Nie wyłapałem w wielu minusów. W utworze się tylko nieliczne standardowe błędy, takie jak literówki, brak niektórych znaków przestankowych, czy podwójne spacje. Ale jest bardzo mało. Są praktycznie niezauważalne i nie przeszkadzają w lekturze. Przeszkadzał mi za to i utrudniał czytanie brak wyjustowania tekstu. Zauważam ten mankament, niestety, w wielu publikacjach elektronicznych. „Stalową kurtynę” przeczytałem w wersji .pdf i go wynotowałem. Jednak takie publikacje mają także dużo plusów, a jednym z bardziej przydatnych jest możliwość dopasowania wielkości czcionki do preferencji czytelnika.

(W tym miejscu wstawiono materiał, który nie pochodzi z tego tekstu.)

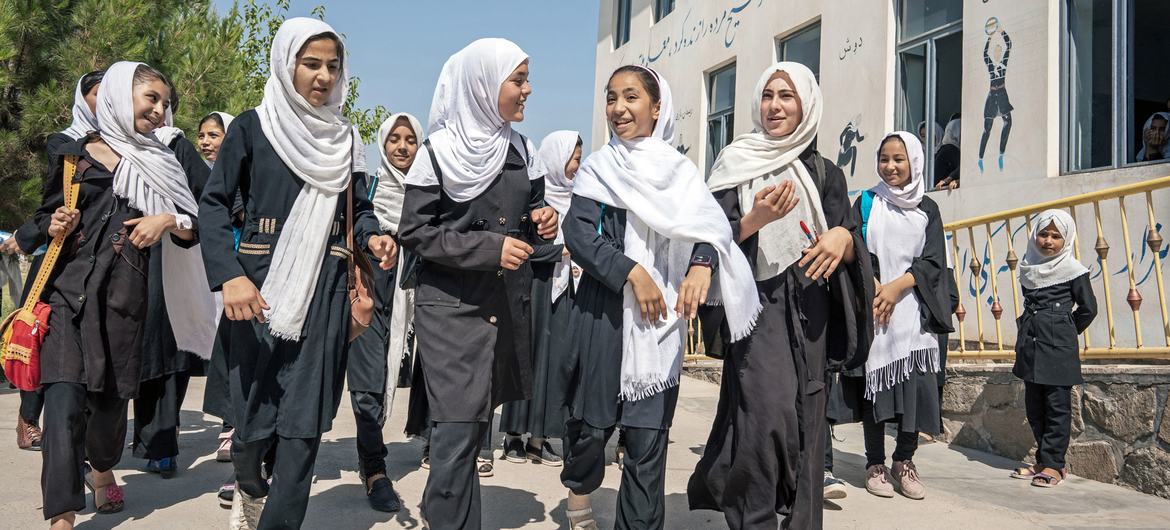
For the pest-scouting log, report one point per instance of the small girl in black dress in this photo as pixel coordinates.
(1058, 305)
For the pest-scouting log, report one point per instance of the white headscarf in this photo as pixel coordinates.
(468, 136)
(556, 150)
(1141, 152)
(316, 144)
(896, 235)
(951, 133)
(668, 210)
(1037, 270)
(391, 181)
(153, 181)
(83, 117)
(755, 160)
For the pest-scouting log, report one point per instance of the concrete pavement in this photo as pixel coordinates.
(965, 488)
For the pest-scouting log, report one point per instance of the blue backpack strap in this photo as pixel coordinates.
(867, 204)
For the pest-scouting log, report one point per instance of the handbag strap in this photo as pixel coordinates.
(69, 187)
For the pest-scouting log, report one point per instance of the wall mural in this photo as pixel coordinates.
(997, 104)
(690, 32)
(848, 153)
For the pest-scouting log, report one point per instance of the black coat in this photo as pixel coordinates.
(472, 317)
(1046, 348)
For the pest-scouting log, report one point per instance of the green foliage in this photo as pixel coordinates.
(217, 62)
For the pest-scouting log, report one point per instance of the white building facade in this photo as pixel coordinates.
(1073, 82)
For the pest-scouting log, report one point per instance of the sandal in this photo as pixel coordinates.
(1044, 480)
(111, 491)
(484, 468)
(1025, 473)
(582, 520)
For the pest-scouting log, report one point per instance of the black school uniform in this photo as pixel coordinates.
(1048, 360)
(765, 460)
(284, 394)
(91, 357)
(470, 323)
(164, 373)
(594, 234)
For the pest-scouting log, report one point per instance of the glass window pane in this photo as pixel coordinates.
(920, 16)
(722, 90)
(1089, 94)
(1149, 47)
(804, 48)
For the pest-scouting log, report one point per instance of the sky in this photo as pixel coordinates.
(397, 48)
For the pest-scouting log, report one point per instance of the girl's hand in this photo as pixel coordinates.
(514, 254)
(648, 295)
(827, 253)
(385, 249)
(63, 221)
(150, 229)
(693, 291)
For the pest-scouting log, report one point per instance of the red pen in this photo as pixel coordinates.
(812, 238)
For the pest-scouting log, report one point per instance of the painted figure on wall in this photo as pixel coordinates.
(997, 105)
(848, 155)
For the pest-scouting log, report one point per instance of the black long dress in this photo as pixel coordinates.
(277, 387)
(544, 414)
(764, 454)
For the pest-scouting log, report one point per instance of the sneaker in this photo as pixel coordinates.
(166, 467)
(878, 481)
(906, 479)
(544, 454)
(226, 494)
(224, 452)
(834, 487)
(382, 495)
(28, 434)
(245, 511)
(514, 449)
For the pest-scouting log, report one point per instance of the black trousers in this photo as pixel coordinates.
(291, 470)
(1050, 414)
(32, 403)
(451, 498)
(641, 497)
(367, 408)
(78, 425)
(907, 444)
(157, 415)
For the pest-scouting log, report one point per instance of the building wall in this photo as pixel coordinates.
(858, 77)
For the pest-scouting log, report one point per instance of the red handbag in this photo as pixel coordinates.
(25, 329)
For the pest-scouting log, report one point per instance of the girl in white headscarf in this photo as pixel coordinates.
(903, 232)
(543, 417)
(654, 246)
(293, 159)
(789, 212)
(474, 213)
(376, 356)
(1059, 304)
(132, 194)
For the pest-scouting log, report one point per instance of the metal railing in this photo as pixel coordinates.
(983, 290)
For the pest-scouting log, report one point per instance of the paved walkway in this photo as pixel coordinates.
(967, 488)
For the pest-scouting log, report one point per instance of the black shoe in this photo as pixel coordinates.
(383, 497)
(544, 454)
(514, 449)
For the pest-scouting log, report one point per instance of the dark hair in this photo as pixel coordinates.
(648, 82)
(213, 117)
(146, 73)
(90, 80)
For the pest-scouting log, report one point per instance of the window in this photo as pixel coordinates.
(662, 8)
(803, 47)
(930, 75)
(1115, 83)
(720, 112)
(621, 26)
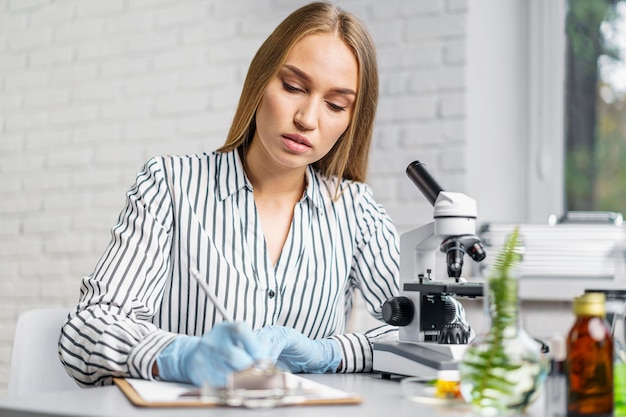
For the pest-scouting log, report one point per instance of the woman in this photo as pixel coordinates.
(277, 221)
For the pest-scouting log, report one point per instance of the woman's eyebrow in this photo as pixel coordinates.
(297, 71)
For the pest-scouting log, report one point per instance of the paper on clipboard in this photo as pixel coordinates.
(143, 393)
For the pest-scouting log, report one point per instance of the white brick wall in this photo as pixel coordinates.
(90, 89)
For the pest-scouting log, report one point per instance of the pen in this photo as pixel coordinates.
(194, 273)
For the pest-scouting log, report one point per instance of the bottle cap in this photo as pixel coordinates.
(590, 304)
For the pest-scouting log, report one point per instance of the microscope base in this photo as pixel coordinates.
(415, 359)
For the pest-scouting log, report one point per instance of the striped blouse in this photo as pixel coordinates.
(198, 211)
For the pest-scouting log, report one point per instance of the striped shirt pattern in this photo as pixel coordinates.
(198, 211)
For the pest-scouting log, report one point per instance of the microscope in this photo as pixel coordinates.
(433, 332)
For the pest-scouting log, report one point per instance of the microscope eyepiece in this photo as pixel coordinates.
(424, 181)
(477, 252)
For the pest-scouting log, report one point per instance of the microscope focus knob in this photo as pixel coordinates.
(398, 311)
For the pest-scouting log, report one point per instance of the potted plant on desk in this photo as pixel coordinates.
(503, 369)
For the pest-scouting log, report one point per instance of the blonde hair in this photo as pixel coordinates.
(349, 157)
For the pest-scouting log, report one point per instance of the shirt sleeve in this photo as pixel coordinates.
(375, 272)
(110, 333)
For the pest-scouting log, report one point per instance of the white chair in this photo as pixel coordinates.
(35, 364)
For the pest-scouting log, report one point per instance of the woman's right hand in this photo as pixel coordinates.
(227, 348)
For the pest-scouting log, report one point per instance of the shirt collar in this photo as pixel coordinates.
(232, 179)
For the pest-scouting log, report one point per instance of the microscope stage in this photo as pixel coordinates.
(422, 359)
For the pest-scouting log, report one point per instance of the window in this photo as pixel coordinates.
(595, 105)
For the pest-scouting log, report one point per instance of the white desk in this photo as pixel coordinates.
(381, 398)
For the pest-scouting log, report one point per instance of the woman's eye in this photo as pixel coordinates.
(336, 107)
(290, 87)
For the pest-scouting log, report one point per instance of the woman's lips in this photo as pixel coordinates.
(297, 143)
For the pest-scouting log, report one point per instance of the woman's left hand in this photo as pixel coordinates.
(292, 350)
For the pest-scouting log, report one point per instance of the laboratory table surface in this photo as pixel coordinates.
(380, 397)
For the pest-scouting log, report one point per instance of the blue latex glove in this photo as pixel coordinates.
(227, 348)
(297, 353)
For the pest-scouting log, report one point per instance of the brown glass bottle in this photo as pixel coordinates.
(589, 359)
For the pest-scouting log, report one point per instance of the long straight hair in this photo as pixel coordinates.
(349, 157)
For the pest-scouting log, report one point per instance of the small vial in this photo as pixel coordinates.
(589, 359)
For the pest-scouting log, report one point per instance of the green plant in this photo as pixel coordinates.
(487, 366)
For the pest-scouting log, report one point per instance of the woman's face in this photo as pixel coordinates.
(309, 104)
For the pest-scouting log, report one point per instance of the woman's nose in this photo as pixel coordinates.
(306, 115)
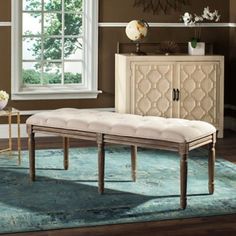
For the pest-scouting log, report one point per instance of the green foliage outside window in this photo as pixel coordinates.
(53, 46)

Lekturę wydanej w 2010 roku książki „Stalowa kurtyna” polecam wszystkim miłośnikom dobrej powieści wojennej, thrillerów i twórczości Vladimira Wolffa, który napisał już kolejne tomy cyklu o Andrzeju Wirskim i kilka innych powieści militarnych. Uważam jednak, że powinni się z nią zapoznać, przede wszystkim, przedstawiciele polskiej siatki wywiadowczej, ich przełożeni, wojskowi i politycy.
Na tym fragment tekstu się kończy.